Kampala, (UG): The Deputy Attorney General, Hon. Jackson Kafuuzi Thursday stunned MPs when he told the house that licenses that were granted to millers after the enforcement of the Sugar Act, 2020 are null and void.
The Sugar Act established the Sugar Board whose mandate among others, is to issue licenses to millers, but the governing body has not been established due to rationalisation of government agencies.
Since the enforcement of the Sugar Act, the Ministry of Trade has licensed five millers including; Tyrol Investments Limited, Kikajo Sugar Limited, Bon Sugar Limited, Modern Agri Sugar Limited, Kelon Sugar Limited and Shakti Sugar Limited.

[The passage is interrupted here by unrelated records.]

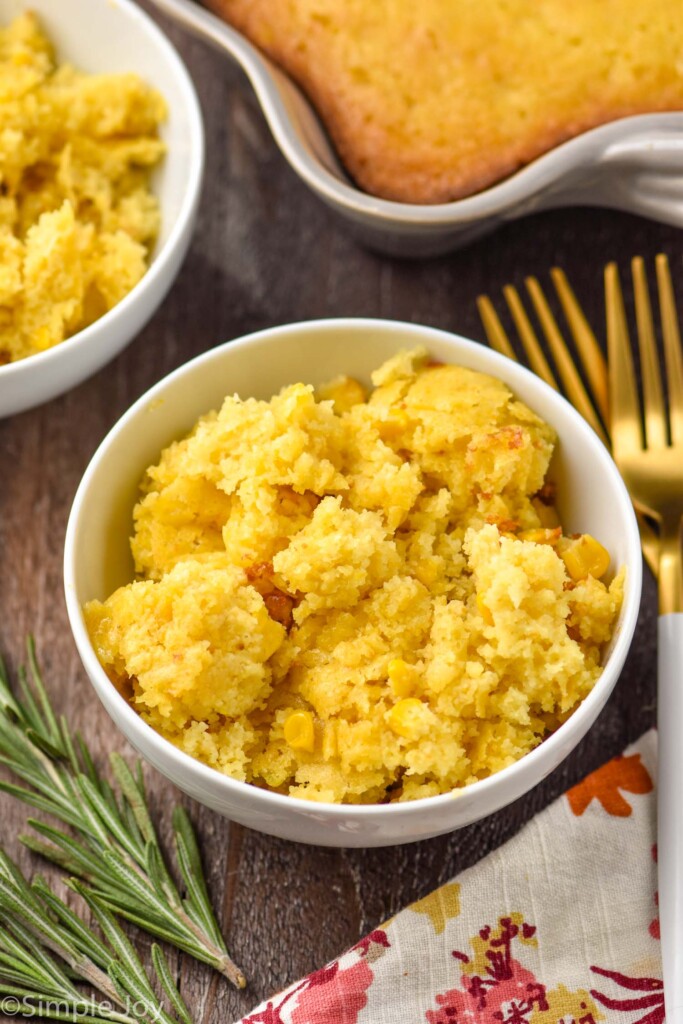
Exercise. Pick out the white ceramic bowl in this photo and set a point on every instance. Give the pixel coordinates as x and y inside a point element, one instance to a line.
<point>635,164</point>
<point>117,36</point>
<point>592,498</point>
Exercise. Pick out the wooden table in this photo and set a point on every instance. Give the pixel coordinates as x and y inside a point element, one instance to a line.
<point>266,252</point>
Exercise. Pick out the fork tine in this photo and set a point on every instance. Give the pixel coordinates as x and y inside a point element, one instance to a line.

Kafuuzi, together with the Minister of State for Trade, Industry and Cooperatives, Hon. Frederick Ngobi, appeared before the Committee on Tourism, Trade and Industry on Thursday, 30 November 2023 to respond to a petition by Uganda Sugar Manufacturers Association against licensing of new millers.

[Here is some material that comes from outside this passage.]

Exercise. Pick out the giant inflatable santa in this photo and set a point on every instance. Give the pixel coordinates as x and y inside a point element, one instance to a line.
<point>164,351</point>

“In the absence of the Sugar Board to enforce the Sugar Act, no person or authority may lawfully issue a license to establish and operate a new sugar mill. We can go backwards and rectify them,” Kafuuzi said.
He added that the lacuna in the current law explains the need for an amendment to establish the Sugar Council.
“It is government officials in the Trade Ministry that have acted with good intention but erroneously outside the law and issued licenses. We need to go backwards and correct some of these errors,” he said.
Kafuuzi said that investors have spent and invested millions of dollars, hence the need to avoid loss of funds to those who acted on these erroneous licenses and made investments.
“The Ministry of Trade was under pressure, receiving applications from industrialists and the policy of this government has been to encourage investment. So, they took other measures which I want to say that are not legal but they were taken out of necessity,” he said.
Committee Deputy Chairperson, Hon. Catherine Lamwaka, urged the government to fast-track the amendment of the law, saying that the current vacuum is to blame for the bickering in the Sugar industry.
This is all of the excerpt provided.